Paulo
Dentre as diversas histórias que você ouviu de ficção, essa não é não. Parece inventada, mas é real. Se um dia conseguirem me ver, não tenham medo, pois venho em paz.
Que foi? Não sou fantasma não! E nem ET.
Eu me chamo Paulo e moro na Biblioteca Comunitária Paulo Freire. Daqui a pouco conto porque esse nome. Voltando… A biblioteca é um espaço bem grande com livros didáticos e literários. Nasceu há vários anos, e nasci com ela. Isso foi em 2001. Ela fica dentro do Núcleo de Formação Irmã Anita, um dos Núcleos do Centro Comunitário São Sebastião de Vila de Cava.

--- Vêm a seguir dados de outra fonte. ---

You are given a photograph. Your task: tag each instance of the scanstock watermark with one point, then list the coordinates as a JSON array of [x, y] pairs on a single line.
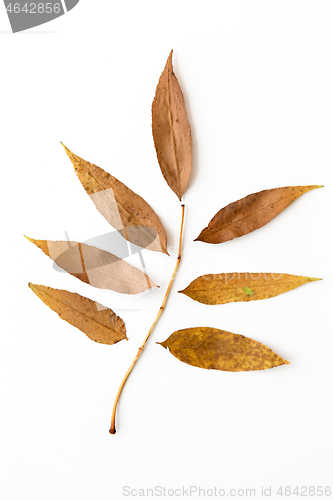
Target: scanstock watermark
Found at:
[[24, 15], [199, 492]]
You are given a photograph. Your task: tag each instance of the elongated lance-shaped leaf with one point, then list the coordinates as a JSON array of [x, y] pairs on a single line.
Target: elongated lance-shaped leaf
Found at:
[[250, 213], [236, 287], [125, 210], [98, 322], [95, 266], [215, 349], [172, 131]]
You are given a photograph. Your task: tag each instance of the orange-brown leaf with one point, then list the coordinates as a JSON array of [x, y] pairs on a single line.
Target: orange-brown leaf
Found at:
[[96, 321], [250, 213], [235, 287], [215, 349], [125, 210], [172, 131], [95, 267]]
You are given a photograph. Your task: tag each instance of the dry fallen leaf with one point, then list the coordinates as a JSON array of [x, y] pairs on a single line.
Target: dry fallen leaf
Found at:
[[215, 349], [250, 213], [95, 267], [97, 322], [235, 287], [125, 210], [171, 131]]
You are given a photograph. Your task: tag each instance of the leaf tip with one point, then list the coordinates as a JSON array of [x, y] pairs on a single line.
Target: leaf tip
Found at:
[[29, 239]]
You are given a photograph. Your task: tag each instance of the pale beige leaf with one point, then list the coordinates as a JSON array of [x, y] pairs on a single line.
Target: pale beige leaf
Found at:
[[172, 131], [94, 266], [125, 210], [97, 322]]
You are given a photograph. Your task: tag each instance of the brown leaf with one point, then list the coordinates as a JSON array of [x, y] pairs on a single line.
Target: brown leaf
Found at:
[[171, 131], [250, 213], [125, 210], [215, 349], [97, 322], [236, 287], [95, 267]]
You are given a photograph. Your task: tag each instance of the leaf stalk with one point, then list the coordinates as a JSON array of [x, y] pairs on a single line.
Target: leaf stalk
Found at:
[[114, 410]]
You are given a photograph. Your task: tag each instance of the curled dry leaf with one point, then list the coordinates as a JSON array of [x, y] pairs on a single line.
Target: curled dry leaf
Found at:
[[236, 287], [125, 210], [215, 349], [96, 321], [171, 131], [250, 213], [95, 267]]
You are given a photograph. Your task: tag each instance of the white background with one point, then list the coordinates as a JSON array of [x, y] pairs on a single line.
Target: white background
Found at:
[[257, 80]]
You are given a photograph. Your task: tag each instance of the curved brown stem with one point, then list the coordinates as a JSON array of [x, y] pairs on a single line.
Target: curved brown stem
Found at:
[[113, 417]]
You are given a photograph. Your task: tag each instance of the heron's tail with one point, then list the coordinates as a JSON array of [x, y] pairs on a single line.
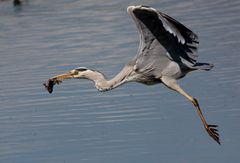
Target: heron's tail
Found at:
[[203, 66]]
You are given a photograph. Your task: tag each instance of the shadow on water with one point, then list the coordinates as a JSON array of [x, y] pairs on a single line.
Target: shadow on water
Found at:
[[133, 123]]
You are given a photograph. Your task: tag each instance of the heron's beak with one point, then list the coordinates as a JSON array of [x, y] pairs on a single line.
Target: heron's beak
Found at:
[[57, 80], [61, 77]]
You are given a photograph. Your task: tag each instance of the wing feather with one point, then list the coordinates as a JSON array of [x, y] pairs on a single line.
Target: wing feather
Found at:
[[176, 41]]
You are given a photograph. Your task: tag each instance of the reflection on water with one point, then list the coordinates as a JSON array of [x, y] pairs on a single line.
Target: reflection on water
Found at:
[[133, 123]]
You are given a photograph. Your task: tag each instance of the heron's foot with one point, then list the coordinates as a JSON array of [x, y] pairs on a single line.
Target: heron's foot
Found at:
[[213, 132], [50, 83]]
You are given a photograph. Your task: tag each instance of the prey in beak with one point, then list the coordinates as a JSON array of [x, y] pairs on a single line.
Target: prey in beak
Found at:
[[57, 80]]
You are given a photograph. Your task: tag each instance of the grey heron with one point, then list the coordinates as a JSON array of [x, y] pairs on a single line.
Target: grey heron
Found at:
[[167, 52]]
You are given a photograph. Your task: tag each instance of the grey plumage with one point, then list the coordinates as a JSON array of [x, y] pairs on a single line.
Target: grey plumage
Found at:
[[167, 52]]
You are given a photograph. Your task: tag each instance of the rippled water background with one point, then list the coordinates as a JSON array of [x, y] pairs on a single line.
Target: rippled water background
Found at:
[[134, 123]]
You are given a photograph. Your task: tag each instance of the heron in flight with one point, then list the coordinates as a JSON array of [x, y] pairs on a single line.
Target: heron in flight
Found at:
[[167, 52]]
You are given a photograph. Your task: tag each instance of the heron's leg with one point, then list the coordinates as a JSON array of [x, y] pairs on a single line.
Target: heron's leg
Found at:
[[172, 84]]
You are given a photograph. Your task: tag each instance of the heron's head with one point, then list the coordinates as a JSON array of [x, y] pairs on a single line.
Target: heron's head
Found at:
[[77, 73]]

O espaço se localiza em Rancho Fundo, lugar que, assim como outros bairros aqui de Nova Iguaçu, não tem acesso a todas as políticas públicas de direito e com qualidade. Mesmo assim o povo resiste e persiste com seus talentos. Conheci cantores, dançarinos, desenhistas, jogadores de futebol, lutadores de taekwondo e capoeiristas. Não posso esquecer os maravilhosos leitores e mediadores que passaram e ainda estão aqui.
Toda história tem um início, e ela começa a partir de pessoas que buscavam melhores condições para a comunidade ter acesso a equipamentos culturais e de educação. Posso citar alguns nomes, como Sandro, Maria Moreira, Sueli Catarina, Ladiceia e Irmã Anita.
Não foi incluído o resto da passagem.